Da oltre quattro giorni, 32 migranti, tra cui donne e bambini, sono bloccati sulla piattaforma petrolifera Miskar, di proprietà della British Gas, al largo delle coste della Tunisia. Senza cibo né acqua, esposti alle intemperie e senza assistenza, questi naufraghi si trovano in una zona di limbo dove le responsabilità si rimbalzano tra Stati e compagnie private. L’Europa, finora, resta a guardare.
Un soccorso che non arriva
La piattaforma Miskar, situata a poche miglia dalle acque Sar (Search and Rescue) di Malta e Lampedusa, si trova in una posizione strategica, ma al tempo stesso problematica. L’Ong Mediterranea Saving Humans, che segue la vicenda, ha denunciato come i militari tunisini non abbiano finora fornito aiuto e ha lanciato un appello urgente all’Unione Europea e all’Italia affinché intervengano per salvare queste persone.
Un primo tentativo di aiuto è partito con la nave Aurora di Sea-Watch, partita martedì mattina da Lampedusa per raggiungere la piattaforma, ma il problema rimane: perché in quattro giorni nessuno è intervenuto?
L’immobilismo delle autorità e la paura della legge
Le domande si moltiplicano. Possibile che il personale della piattaforma non abbia fornito assistenza immediata?
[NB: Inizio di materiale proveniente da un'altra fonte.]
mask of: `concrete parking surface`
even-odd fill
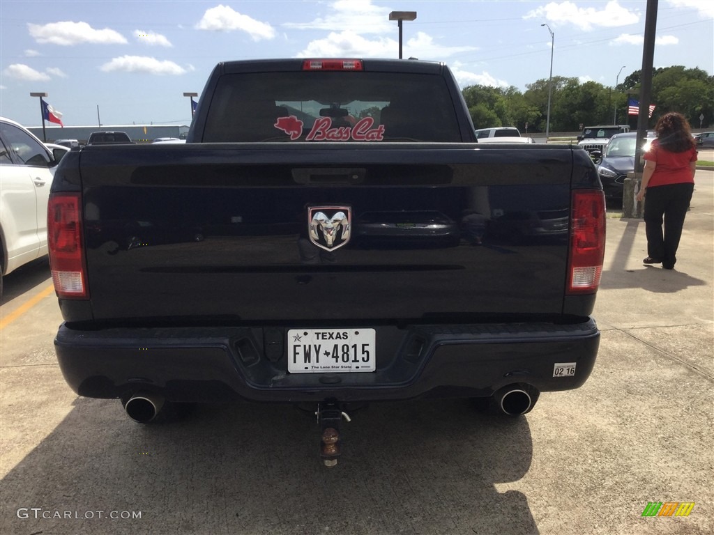
[[[0,316],[0,532],[714,532],[714,172],[696,180],[674,271],[643,265],[644,223],[610,214],[582,388],[516,419],[463,400],[373,404],[344,424],[333,469],[291,407],[204,407],[156,427],[76,397],[54,357],[47,265],[16,272]],[[642,516],[660,501],[695,505]]]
Secondo Laura Mormorale, presidente di Mediterranea, le ragioni possono essere diverse:
• Mancanza di personale formato: la piattaforma potrebbe essere automatizzata o non attrezzata per ospitare persone.
• Ordini aziendali: la compagnia potrebbe aver vietato al personale di intervenire, temendo accuse di favoreggiamento dell’immigrazione clandestina.
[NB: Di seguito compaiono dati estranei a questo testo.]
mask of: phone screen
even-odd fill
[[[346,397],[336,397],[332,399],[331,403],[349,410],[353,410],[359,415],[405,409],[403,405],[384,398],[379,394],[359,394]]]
• Precedenti pericolosi: molte navi mercantili, negli ultimi anni, hanno evitato di soccorrere migranti per paura di implicazioni legali.
Questo comportamento appare in aperta contraddizione con il diritto internazionale, in particolare con la Convenzione di Amburgo del 1979, che obbliga le imbarcazioni a prestare soccorso a chiunque si trovi in pericolo in mare. Tuttavia, nella pratica, gli interessi politici ed economici sembrano prevalere sul rispetto della legge del mare.
La Tunisia non è un “porto sicuro”
Uno degli aspetti più critici della vicenda riguarda il destino dei 32 migranti. Se venissero presi in custodia dalla Tunisia, rischierebbero il respingimento e condizioni disumane. La Tunisia non è riconosciuta come un porto sicuro per i migranti, a causa delle ripetute violazioni dei diritti umani documentate da Ong internazionali.
La mancata accoglienza da parte dell’Italia e di Malta aggrava la situazione, lasciando queste persone in una pericolosa incertezza.
La politica europea e la crisi umanitaria
L’eurodeputato Sandro Ruotolo (PD) ha presentato un’interrogazione alla Commissione Europea, chiedendo quali misure verranno adottate per garantire il salvataggio e scongiurare un respingimento illegale.
Ma questa vicenda mette in luce un problema più ampio: l’Europa sta progressivamente abdicando ai suoi doveri di protezione umanitaria, delegando alla Tunisia e alla Libia il ruolo di guardiani delle proprie frontiere. Una scelta che scarica il peso della crisi sui Paesi nordafricani, spesso privi di tutele per i migranti.
Una questione di umanità
I 32 migranti sulla piattaforma Miskar sono l’ennesimo simbolo di un’Europa immobile, più preoccupata di sigillare le proprie frontiere che di salvare vite umane. La legge del mare non è un’opzione, ma un dovere: ritardare i soccorsi, o peggio ancora ignorarli, equivale a condannare queste persone a una morte annunciata.
Quanti giorni ancora dovranno passare prima che qualcuno intervenga?
Una vergogna internazionale e soprattutto europea. Aumentano le spese militari e vengono meno i progetti di accoglienza e integrazione dei disperati del pianeta.